One of the best ways to identify undercoding is through the use of billing analytics and benchmarking tools. Such tools, often made available by revenue cycle management solution providers, offer benchmarks that allow you to compare your billing policies and performance against clinics in similar specialties. The benchmarks factor out geographic, practice size, and other differences to give you and potential auditors a reliable comparison. Benchmark statistics delivered via a Web-based service are also constantly updated in order to reflect the latest aggregated information.

When judging the appropriateness of billing decisions, benchmarks can be invaluable. Not only will they help you quickly identify potential points of departure from industry norms, but also, as long as your assignment of procedure codes is at the benchmark, any changes you make will be clearly defensible.

Leaving money on the table

Let’s look at how benchmarks can uncover the high cost of undercoding. In one recent real-world example, a surgical practice specializing in spine injuries and disorders was shown to be billing 94% of its office/outpatient visits under Evaluation and Management (E/M) code 99213—which is the code for a 15-minute face-to-face visit. Just over 5% of the practice’s visits were assigned to code 99214, denoting a 25-minute face-to-face visit.

Based on appointment records, all of this was appropriate. The trouble is that minutes are not the only criteria that determine accurate visit coding. For patients with high acuity or complexity levels, code 99214 can be assigned even for visits of less than 15 minutes. The difference for this provider, when compared to substantiated benchmarks and using a blended Medicaid/Medicare/commercial payment rate to estimate the underbilling, was remarkable: nearly $8,000 in lost revenue due to underpayment per month.

By undercoding, this clinic was leaving nearly $100,000 on the table each year. Moreover, this was only one of several instances of undercoding at this practice that was identifi ed by the benchmark comparisons.

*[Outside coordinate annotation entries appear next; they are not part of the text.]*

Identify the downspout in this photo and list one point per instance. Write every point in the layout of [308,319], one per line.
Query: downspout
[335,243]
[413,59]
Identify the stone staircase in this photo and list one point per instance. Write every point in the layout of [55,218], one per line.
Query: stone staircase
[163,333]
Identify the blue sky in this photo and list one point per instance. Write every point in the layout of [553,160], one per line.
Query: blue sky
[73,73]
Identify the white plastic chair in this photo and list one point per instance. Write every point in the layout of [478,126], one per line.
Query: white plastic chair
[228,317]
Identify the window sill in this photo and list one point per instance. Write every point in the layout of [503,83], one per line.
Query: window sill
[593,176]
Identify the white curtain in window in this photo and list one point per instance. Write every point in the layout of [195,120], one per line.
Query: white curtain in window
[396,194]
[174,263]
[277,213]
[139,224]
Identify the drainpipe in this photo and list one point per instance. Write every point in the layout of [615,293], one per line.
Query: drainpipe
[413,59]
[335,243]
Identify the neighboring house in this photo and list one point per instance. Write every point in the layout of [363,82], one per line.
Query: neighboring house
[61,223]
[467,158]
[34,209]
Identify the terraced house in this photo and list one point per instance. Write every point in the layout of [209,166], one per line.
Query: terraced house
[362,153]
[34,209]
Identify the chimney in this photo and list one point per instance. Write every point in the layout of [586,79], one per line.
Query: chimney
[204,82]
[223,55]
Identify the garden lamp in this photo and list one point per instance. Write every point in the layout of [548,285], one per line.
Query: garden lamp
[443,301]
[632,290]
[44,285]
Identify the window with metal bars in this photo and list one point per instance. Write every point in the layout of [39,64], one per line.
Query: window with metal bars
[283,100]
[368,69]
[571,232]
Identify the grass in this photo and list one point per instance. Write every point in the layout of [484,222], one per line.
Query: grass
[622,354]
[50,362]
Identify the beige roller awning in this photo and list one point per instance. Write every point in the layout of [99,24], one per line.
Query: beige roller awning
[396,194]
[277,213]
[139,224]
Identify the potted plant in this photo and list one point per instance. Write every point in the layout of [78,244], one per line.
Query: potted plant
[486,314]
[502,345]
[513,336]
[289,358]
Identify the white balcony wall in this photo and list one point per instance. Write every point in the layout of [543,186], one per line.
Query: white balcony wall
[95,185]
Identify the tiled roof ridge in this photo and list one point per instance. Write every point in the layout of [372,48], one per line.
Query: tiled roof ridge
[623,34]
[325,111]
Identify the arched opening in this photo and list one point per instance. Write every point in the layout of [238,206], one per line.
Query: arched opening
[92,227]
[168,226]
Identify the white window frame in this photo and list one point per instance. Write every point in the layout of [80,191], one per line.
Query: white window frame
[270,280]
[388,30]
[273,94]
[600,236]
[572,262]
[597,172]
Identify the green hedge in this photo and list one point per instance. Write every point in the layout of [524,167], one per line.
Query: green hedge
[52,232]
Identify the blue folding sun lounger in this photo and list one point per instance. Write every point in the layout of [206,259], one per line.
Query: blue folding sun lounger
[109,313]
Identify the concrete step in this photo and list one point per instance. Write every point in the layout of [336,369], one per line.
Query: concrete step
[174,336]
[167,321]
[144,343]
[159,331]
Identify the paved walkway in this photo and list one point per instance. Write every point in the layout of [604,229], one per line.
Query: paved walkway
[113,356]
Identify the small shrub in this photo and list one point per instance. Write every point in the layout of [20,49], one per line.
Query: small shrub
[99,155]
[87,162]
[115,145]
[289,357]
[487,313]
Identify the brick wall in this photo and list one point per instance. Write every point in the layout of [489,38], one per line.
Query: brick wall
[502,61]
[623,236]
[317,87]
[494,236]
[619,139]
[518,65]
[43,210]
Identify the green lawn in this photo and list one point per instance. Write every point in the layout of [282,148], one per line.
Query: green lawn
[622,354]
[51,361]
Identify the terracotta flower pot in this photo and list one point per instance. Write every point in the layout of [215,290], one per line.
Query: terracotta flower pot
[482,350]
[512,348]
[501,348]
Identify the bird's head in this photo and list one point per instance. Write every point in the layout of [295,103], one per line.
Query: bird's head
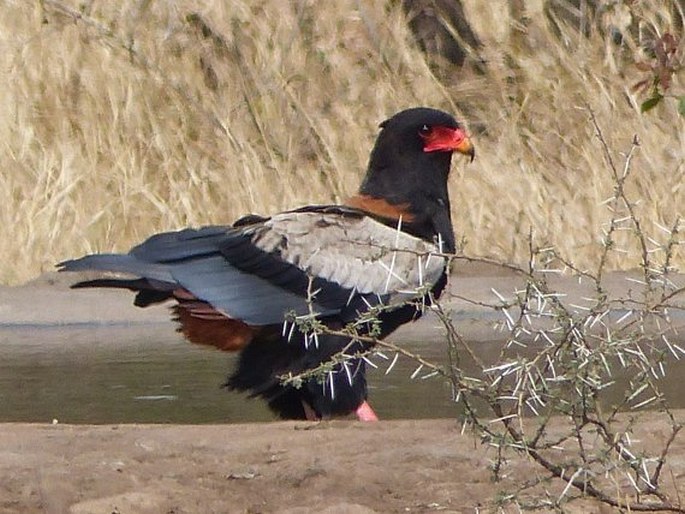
[408,171]
[426,130]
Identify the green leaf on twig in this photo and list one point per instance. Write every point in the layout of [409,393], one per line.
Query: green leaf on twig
[681,105]
[651,103]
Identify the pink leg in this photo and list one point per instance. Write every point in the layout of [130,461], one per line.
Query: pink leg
[365,413]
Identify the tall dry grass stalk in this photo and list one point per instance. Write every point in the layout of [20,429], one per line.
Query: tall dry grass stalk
[141,116]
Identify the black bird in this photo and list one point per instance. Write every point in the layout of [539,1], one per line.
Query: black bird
[244,287]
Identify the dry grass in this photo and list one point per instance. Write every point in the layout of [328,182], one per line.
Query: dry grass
[112,128]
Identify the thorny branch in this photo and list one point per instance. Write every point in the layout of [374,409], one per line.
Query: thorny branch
[546,395]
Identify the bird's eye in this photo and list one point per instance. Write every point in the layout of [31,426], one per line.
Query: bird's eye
[425,130]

Only by measuring coding practices against benchmarks can such revenue losses be fairly and justifiably recovered. Remember, this is just by meeting the benchmark, not exceeding it. When compared to the loss in income that a clinic may experience—a virtual certainty—isn’t the chance of an audit that only establishes benchmark performance worth the low risk?

If your practice uses electronic medical record (EMR) technology, you have an added coding asset. Typically, billers require documentation in three key areas (history, physical exam, and medical decision-making) to assign codes properly. EMR systems automatically capture rendered services, including review of systems, exam elements, and other information in bulleted form; these data not only help accurately determine proper billing codes, but also provide a later audit trail if needed.

Like most physicians, you no doubt labor long hours in the exam room each day, tending to your patients. What you don’t want is for income to slip away just down the hall at your billing desk. By using today’s automated record-keeping and revenue analytics tools, such losses will occur far less often.

James S. Lacy is chief fi nancial officer, general counsel, and corporate secretary of ZirMed Inc (www.zirmed.com), a Louisville-based technology company providing revenue cycle management solutions to healthcare providers. Lacy is licensed to practice law in the Commonwealth of Kentucky.